When we had kids we were practically kids ourselves. It was a week before my 22nd birthday when our little 3 lb. 5 oz girl was delivered (pulled out of my cut-open abdomen while I lay unconscious on a sterile bed). Needless to say, it was traumatizing (you know, after I woke up). We grew up really fast in the few years that followed as Carter came a short 18 1/2 months after Natalie. Jeff and I scrambled to finish college in a hurry and life was quite the wirlwind back then... but nothing, NOTHING prepared me for what it would be like as a stay at home mom (SAHM).
Life now (as I know it) would appear, from the outside anyway, to be much slower. However, inside my brain, things move at a rate my pen-on-calendar can't even keep up with. We have a first grader, a kindergartner and a 2 year old. Just writing it makes me feel nervous, and then I remember that I'm LIVING it everyday. I'm not babysitting, it's not for a weekend, and I'm not getting paid.
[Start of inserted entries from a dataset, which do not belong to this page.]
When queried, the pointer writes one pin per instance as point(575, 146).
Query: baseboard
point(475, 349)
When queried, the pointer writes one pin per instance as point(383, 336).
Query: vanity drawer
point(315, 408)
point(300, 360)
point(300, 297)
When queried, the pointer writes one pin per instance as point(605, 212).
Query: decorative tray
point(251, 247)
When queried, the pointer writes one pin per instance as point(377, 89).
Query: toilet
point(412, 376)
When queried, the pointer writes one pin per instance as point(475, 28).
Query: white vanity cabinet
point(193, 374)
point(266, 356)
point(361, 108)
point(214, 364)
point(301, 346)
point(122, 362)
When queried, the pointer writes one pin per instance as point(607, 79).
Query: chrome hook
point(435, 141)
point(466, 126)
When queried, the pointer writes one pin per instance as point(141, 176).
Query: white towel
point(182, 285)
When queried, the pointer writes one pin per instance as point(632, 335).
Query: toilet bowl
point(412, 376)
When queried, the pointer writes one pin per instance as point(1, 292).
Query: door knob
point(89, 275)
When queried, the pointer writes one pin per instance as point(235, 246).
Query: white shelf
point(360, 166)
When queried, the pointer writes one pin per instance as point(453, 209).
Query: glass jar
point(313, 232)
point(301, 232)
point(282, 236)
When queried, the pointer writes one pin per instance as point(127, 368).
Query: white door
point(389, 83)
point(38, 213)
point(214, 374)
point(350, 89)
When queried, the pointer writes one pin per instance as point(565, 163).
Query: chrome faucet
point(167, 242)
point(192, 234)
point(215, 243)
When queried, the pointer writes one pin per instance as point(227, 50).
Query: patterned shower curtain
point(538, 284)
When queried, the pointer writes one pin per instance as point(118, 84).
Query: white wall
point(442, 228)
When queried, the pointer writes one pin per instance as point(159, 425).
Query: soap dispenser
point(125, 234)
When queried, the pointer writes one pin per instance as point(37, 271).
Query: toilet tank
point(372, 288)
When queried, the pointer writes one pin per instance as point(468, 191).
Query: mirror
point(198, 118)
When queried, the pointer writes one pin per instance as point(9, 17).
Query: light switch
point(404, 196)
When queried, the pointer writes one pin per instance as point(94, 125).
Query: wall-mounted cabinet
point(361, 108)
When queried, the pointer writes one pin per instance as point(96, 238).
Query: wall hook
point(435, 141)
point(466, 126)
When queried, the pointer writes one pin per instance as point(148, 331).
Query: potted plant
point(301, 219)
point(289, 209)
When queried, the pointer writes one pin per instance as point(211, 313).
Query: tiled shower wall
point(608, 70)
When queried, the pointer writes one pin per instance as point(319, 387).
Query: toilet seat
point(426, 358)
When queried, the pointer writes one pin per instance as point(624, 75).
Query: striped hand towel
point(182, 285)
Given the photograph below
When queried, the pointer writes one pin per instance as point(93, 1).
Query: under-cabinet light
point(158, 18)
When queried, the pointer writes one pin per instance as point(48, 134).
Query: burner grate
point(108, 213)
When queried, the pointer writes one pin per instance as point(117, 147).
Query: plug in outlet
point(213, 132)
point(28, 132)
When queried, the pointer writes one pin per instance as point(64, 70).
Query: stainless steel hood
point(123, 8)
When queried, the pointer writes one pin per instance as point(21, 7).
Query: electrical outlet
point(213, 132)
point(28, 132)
In our house no one has the same library day, homework is never due on the same day, no one ever likes the same food for dinner, and everyone always wants your attention for something different at the same time. However, if they get something different without specifically asking for it a war breaks loose. At the end of everyday, when I'm laying my head on my pillow I often look at my night stand and feel like I should have some sort of medal laying there, just because I actually made it to the end of the day (and amazingly enough, so did the kids!).
My whole life all I've ever wanted was to grow up, get married, have kids and raise them to love Jesus, their family, and others to the best of their ability. I had no idea it would be so crazy, so busy, so manic... or so wonderful.